Der Fortgang der Komposition wurde durch einen spektakulären Autounfall
verzögert, den der Komponist am 25. Februar 1903 erlitt und der ihn monatelang
ans Bett fesselte. Als am Tag nach dem Unfall auch noch der verlassene
Ehemann von Puccinis langjähriger Lebensgefährtin Elvira verstarb, betrachtete
Puccini beide Ereignisse als Wink des Schicksals: Er beendete seine Affäre
mit einer Geliebten in Turin und beschloss, Elvira endlich zu heiraten. Diese
persönlichen Ereignisse und seine daraus resultierende „Läuterung“ waren
für die weitere Ausformung seiner Oper entscheidend, denn erst jetzt konnte
sich Puccini wirklich in seine leidende Titelheldin hineinversetzen.
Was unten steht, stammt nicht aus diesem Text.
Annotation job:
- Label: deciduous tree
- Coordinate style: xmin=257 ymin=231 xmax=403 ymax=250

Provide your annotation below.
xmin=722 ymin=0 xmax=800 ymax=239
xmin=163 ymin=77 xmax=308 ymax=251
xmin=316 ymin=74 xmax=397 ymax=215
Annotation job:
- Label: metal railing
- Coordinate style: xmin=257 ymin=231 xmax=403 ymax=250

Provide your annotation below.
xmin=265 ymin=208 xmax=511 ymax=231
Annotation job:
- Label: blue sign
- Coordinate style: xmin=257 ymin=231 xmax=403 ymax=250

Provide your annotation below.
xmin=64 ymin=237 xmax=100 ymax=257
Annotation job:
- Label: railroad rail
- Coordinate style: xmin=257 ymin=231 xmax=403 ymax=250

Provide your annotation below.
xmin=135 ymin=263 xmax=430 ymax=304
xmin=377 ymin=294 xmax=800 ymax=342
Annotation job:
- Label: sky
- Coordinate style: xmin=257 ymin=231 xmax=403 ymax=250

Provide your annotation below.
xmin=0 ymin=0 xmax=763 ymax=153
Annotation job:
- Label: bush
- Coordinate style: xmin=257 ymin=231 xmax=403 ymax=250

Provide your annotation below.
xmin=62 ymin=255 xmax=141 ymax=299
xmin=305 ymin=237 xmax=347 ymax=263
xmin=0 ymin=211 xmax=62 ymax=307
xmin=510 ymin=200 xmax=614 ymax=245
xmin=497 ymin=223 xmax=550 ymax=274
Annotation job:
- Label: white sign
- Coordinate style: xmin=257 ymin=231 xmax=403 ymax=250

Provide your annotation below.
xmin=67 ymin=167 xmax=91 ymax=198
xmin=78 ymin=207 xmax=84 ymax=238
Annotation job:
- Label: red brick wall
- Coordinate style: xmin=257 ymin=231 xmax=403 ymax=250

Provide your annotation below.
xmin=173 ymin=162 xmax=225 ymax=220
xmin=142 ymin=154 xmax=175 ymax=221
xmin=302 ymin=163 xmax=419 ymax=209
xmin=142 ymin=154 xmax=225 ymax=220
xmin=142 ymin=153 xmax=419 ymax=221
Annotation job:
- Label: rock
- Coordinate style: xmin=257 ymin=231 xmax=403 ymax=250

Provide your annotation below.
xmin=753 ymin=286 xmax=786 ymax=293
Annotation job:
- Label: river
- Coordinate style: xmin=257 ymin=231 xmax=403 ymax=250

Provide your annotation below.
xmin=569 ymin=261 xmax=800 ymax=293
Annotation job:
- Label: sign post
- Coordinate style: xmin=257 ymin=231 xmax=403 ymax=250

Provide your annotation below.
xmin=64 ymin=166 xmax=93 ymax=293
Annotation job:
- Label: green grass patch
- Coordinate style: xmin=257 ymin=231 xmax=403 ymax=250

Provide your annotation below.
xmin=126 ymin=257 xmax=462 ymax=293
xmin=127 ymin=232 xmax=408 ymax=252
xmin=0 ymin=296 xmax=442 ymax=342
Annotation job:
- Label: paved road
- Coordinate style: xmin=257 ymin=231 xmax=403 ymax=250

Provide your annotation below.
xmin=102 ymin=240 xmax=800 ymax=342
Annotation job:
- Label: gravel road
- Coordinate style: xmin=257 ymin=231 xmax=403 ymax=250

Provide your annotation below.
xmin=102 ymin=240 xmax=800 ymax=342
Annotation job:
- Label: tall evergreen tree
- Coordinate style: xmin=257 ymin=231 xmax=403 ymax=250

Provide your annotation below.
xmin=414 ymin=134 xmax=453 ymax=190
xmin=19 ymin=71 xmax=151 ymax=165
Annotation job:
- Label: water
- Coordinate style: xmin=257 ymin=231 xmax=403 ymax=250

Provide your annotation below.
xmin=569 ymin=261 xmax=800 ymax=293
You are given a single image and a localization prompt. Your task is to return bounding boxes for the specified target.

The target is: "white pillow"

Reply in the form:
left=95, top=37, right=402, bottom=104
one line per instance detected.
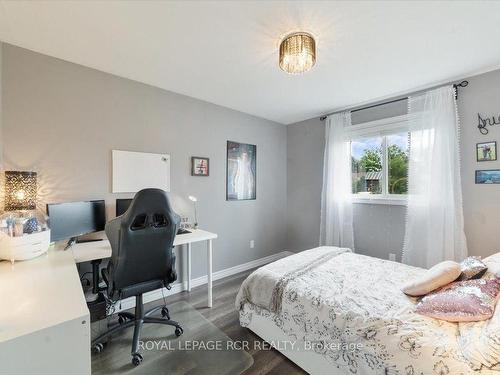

Ende
Dezember 1903 beendete Puccini seine Partitur und wenige Tage später fand
– nach fast zwanzigjähriger „wilder Ehe“ – seine Hochzeit mit Elvira statt.
Die Uraufführung der „Madame Butterfly“ am 17. Februar 1904 an der Mailänder
Scala wurde völlig überraschend zum größten Misserfolg, den der Komponist
erleben musste. War es ein bestellter Skandal, in Auftrag gegeben von Puccinis
größtem Konkurrenten Pietro Mascagni? Stimmte der Vorwurf, Puccini schreite
zu sehr auf den gewohnten Spuren seines Erfolges fort oder war es gerade die
unerwartete Modernität seiner Musiksprache, die auf wenig Gegenliebe stieß? Nahm
das hochrangige Premierenpublikum gar am Stoff selbst Anstoß? Ein Stück, das die
Folgen gedankenlosen Kolonialismus’ für die einheimischen Menschen geißelte,
während Italien gerade bestrebt war, andere Länder zu kolonialisieren? Vermutlich
spielte dies alles eine Rolle – neben der Überlänge des zweiten Aktes, zu dessen
Ausmaß Arturo Toscanini sagte: „Bei Wagner ja, bei Puccini nein.“ Der Komponist
und seine Librettisten zogen die Oper nach der missratenen Uraufführung sofort
zurück und untersagten der Scala weitere Aufführungen. Puccini sah die Schuld
größtenteils bei sich, unterteilte den zu langen zweiten Akt, nahm Straffungen bei
den Familienszenen im ersten Akt vor und komponierte seinem Pinkerton für
den dritten Akt noch eine Arie. In dieser modifizierten Fassung erlebte die Oper
am 28. Mai am kleinen Theater in Brescia einen triumphalen Erfolg, der Puccinis
„japanischer Tragödie“ (so der Untertitel des Belasco-Stücks) seitdem treu blieb.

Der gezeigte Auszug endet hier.